Part of the 165-mile long D&L Trail, the Delaware Canal Towpath stretches from Easton to Bristol, offering a ride full of nature, history, and towns to explore. Back in the mid-1800s, the main canal was used to transport coal to industrial cities in north Jersey and New York City. As you follow the canal, you’ll take in views of the Delaware River, along with those of 19th-century mills, lockkeeper houses, and stone-arched culverts. The trail winds through several quaint towns, too, including New Hope and Lambertville. If you aren’t up for an all-day adventure, check out one of the shorter loops stemming from the trail, found here.

For rolling hills and history:

Valley Forge National Historical Park

Length: 18.2 miles of trails

Location: 1400 N. Outer Line Dr., King of Prussia

Best for: All bikes

Terrain: Flat and hillier options, about half of the trails are paved

Kid-friendly: Yes

Valley Forge was the site of the 1777-78 winter encampment of the Continental Army. Across its 3,500 acres of rolling hills, you’ll find more than 18 miles of authorized biking trails and numerous Revolutionary War monuments to check out. Multiple trails wind throughout the park; a map can be found here. On the south side, a paved, 5-mile loop (the Joseph Plumb Martin loop) connects many of the park’s historic and interpretive sites. On the north side, 2 miles of the paved Schuylkill River Trail run through the park. There are about 12 miles of flat, unpaved trails to explore, too.

For birds and nature:

The Pennypack Trail

Length: 9.5 miles

Location: Multiple access points, including 800 Welsh Rd., 1750 Byberry Rd., and through Rockledge Park at Robbins & Rockledge Avenues

Best for: Hybrids and mountain bikes

Terrain: Short hills interspersed with flat stretches, pavement and crushed gravel

Kid-friendly: Yes, but trail is intersected by a train crossing and roadways in several locations, and includes hills

Built on the former Fox Chase-Newtown SEPTA rail line, this gravel trail takes you through Pennypack Creek valley, where meadows, trees, and wildlife abound. You’ll cross a 165-foot-steel bridge, where you can peer over a small stream valley from 35 feet above. And bring a pair of binoculars for when you reach Bethayres Swamp, a designated Audubon IBA (important bird area).

For mountain biking:

Blue Marsh Lake

Length: 36 miles of trails

Location: 1268 Palisades Dr., Leesport, Pa.

Best for: Mountain bikes

Terrain: Includes gravel roads, partially paved roads, grassy fields, hills and flat stretches

Kid-friendly: Best for older kids experienced with mountain biking and climbing hills

This Berks County lake is surrounded by 6,200 acres of land, featuring more than 35 miles of trails to explore. The main trail is about 30 miles, and winds along the lake, hugging the shore at times and turning into the woods at others. It offers a mix of terrain, from hills to muddy sections to open fields, and is considered best for intermediate mountain bikers.

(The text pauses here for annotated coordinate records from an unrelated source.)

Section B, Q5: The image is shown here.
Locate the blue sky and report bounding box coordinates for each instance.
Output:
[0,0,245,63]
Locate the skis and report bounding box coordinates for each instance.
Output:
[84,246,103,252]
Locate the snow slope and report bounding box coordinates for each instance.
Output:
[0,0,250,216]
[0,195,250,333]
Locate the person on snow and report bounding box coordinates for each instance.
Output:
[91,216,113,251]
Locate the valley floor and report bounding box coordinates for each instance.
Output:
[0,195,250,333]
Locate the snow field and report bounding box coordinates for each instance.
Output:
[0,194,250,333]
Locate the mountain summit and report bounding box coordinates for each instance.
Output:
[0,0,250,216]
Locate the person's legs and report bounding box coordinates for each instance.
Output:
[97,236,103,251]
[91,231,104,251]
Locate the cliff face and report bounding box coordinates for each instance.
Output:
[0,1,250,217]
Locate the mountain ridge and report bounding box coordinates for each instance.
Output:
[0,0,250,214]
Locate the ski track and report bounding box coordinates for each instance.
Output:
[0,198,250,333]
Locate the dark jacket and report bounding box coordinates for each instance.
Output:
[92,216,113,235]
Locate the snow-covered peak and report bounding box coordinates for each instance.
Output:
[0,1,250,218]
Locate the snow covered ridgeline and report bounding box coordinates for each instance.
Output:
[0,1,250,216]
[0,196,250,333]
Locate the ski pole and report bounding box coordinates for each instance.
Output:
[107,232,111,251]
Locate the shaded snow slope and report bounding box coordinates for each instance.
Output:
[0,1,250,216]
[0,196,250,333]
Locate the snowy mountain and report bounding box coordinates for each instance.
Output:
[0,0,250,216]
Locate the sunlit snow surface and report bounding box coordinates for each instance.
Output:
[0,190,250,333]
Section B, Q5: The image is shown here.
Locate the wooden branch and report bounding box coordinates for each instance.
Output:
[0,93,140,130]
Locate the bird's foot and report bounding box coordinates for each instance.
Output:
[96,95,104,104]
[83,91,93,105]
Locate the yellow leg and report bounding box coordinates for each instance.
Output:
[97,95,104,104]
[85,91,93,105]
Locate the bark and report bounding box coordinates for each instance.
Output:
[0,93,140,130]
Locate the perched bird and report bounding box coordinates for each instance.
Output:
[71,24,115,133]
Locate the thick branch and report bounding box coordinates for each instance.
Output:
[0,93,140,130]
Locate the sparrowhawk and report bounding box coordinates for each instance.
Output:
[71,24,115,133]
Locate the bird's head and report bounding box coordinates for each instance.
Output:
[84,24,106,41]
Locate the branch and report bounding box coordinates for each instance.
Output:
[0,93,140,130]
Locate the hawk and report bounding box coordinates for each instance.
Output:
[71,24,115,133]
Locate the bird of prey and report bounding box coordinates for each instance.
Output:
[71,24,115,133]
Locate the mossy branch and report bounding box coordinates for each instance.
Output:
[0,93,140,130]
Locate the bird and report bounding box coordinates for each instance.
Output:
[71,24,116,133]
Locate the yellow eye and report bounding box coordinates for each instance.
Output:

For biking and camping in South Jersey :

Belleplain State Forest

Length: 50 miles of trails

Location: 1 Henkinsifkin Rd., Woodbine, N.J.

Best for: Mountain bikes

Terrain: Diverse, mostly flat terrain, with both single tracks and wider stretches

Kid-friendly: Yes; some trails better for older kids

Book a campsite, and load up your mountain bikes for a little getaway at this state forest, just a 20-minute drive from the Jersey Shore. Surrounding trails include plenty of mixed terrain, including flat loops, single tracks, and technical spots with roots.